風力発電が気候を変える?
最近、風力発電用の風車が多数設置された強風地域で、平均風速が低下して風害の減少が期待されていると言う報道がいくつかあった。
風害の減少自体は好ましいことだが、大規模な風車群が多数建設されると気象や気候に影響する可能性がないとはいえない。これが少々心配だ。
なぜならば、風は地球全体の気候を穏やかにする役目を担っているからだ。高緯度地方から吹く風は冷熱を、低緯度地方から吹く風は温熱をそれぞれ中緯度地方に運び、混合することで高緯度地方の寒さと低緯度地方の暑さをともに緩和している。大規模な風車群が局部的とはいえ風の状態を変えると、これが全体に影響して地球全体の熱移動のパターンを変化させるかもしれない。
気象はカオティックな現象であり、全く同じことは繰り返さない。また、小さな差異が時間とともに拡大し大きな差になることもある。それを表現する「バタフライ効果」などと言うジョークがあるぐらいだ。だから、今日建設された大規模風車群が数十年後に猛烈な熱帯性や温帯性暴風を多発させたり、千年後に氷河期をもたらしたりしない保証はない。

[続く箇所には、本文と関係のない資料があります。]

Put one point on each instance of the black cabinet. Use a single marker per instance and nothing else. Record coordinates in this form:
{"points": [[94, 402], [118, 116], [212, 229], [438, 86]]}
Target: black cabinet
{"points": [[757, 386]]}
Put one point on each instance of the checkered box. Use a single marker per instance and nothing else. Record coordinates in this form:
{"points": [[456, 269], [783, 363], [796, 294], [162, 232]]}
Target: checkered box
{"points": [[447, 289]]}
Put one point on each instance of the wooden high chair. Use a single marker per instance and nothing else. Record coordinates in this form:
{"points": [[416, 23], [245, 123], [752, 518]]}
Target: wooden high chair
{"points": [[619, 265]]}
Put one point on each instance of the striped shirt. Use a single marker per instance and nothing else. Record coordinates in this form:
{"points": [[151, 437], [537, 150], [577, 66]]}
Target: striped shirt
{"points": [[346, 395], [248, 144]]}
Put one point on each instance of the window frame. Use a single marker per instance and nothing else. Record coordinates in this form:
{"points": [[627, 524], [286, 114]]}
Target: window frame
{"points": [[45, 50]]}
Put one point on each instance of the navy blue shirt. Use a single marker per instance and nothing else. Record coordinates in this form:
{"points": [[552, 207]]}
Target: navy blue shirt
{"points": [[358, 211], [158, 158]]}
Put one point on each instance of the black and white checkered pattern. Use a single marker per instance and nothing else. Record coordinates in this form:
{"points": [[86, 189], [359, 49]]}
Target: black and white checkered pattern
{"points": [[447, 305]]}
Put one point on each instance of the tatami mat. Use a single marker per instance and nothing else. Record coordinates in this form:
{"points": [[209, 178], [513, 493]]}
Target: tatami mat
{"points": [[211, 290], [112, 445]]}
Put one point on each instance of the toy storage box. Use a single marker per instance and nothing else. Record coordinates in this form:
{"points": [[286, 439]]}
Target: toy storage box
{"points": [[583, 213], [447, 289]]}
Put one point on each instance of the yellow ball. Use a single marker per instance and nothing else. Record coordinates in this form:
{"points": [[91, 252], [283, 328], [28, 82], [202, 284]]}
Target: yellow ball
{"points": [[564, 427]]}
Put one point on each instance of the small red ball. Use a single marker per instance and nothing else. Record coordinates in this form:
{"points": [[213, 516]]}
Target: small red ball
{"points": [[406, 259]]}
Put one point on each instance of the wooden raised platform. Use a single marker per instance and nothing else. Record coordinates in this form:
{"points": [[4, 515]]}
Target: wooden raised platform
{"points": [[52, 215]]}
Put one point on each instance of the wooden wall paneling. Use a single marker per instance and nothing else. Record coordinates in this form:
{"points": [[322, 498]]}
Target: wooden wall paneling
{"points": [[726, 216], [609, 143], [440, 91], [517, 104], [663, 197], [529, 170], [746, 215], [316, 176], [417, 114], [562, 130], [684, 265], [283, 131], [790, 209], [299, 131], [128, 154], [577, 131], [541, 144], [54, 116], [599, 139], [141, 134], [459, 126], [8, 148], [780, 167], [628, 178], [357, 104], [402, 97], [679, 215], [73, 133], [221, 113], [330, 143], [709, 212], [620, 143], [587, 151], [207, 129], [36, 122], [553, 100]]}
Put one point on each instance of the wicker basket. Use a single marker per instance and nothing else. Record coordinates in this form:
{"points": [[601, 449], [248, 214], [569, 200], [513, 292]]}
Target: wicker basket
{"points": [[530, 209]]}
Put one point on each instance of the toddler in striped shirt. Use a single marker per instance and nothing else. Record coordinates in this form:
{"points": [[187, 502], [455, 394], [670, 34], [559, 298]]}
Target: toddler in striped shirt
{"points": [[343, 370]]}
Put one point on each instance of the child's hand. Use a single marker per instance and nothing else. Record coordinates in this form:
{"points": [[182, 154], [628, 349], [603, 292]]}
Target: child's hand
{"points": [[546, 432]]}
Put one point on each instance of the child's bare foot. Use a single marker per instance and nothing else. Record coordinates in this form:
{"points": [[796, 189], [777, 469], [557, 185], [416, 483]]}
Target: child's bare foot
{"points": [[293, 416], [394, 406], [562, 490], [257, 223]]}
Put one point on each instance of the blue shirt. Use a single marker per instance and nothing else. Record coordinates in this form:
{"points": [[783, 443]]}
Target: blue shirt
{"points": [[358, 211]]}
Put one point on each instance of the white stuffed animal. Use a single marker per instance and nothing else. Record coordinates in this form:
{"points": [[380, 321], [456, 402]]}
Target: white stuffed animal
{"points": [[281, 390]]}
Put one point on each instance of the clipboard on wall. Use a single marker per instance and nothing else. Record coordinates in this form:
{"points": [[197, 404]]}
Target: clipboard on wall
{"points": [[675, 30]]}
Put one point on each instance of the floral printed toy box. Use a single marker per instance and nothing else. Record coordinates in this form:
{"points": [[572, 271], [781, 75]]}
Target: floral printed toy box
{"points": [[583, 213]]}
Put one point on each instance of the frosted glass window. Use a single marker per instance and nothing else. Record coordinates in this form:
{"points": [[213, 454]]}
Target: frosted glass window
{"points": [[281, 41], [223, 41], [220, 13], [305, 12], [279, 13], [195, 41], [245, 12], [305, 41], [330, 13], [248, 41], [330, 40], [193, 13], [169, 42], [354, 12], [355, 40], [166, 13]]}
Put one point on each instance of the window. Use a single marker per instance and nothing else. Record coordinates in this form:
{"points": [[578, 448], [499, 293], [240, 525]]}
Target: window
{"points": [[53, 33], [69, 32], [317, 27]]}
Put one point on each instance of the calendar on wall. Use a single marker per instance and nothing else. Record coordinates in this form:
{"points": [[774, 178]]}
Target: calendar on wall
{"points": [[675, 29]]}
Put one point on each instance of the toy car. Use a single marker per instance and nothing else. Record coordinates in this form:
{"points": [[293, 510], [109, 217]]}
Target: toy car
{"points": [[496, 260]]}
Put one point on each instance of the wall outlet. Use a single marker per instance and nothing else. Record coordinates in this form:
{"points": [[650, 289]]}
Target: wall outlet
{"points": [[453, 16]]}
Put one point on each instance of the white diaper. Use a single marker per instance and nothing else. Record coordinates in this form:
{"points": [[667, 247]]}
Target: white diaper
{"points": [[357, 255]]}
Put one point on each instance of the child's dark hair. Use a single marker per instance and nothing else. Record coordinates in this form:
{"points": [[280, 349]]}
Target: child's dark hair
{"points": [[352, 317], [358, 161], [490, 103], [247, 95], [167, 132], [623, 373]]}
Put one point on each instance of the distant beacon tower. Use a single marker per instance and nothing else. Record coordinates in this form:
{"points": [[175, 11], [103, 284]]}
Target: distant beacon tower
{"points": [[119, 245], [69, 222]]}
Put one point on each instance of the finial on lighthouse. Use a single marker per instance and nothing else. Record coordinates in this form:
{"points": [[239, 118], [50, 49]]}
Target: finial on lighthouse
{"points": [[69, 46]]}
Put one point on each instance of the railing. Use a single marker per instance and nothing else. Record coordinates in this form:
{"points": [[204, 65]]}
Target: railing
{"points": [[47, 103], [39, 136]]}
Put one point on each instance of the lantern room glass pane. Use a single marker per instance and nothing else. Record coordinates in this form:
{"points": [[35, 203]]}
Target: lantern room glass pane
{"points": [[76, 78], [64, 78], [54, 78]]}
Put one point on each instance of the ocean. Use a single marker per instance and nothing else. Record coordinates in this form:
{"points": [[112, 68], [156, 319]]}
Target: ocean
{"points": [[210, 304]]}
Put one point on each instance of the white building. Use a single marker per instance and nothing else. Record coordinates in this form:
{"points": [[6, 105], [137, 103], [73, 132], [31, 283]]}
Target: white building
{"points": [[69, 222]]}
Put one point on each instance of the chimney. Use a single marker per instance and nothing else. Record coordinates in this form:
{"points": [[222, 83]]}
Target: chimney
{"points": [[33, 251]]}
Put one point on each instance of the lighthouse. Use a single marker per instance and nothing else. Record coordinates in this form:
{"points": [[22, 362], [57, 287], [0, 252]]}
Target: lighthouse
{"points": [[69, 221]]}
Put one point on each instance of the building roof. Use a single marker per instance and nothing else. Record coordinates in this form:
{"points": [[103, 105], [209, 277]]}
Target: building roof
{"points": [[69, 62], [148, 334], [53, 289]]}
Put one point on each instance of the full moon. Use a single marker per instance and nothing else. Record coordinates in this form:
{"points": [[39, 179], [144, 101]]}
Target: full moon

現時点でそのようなシミュレーションは行われていないが、総発電量がGwHクラスの大風車群があちこちに建設されるようになるとどうなるか、人類がこれまでに繰り返してきた予測不十分による「想定外」の災害を防ぐためにも、十分な研究を行って気象や気候への影響が少ない建設の仕方(風車群の建設地の決定方法など)を明らかにしてほしい。
追記;
気象現象のカオス性から言えば、大都市化とそこでのエネルギー大量消費が気候に影響を与えている可能性も研究する必要があるだろう。大都市というホットスポットの出現が、地球の熱循環を変化させている可能性も完全には否定できないからだ。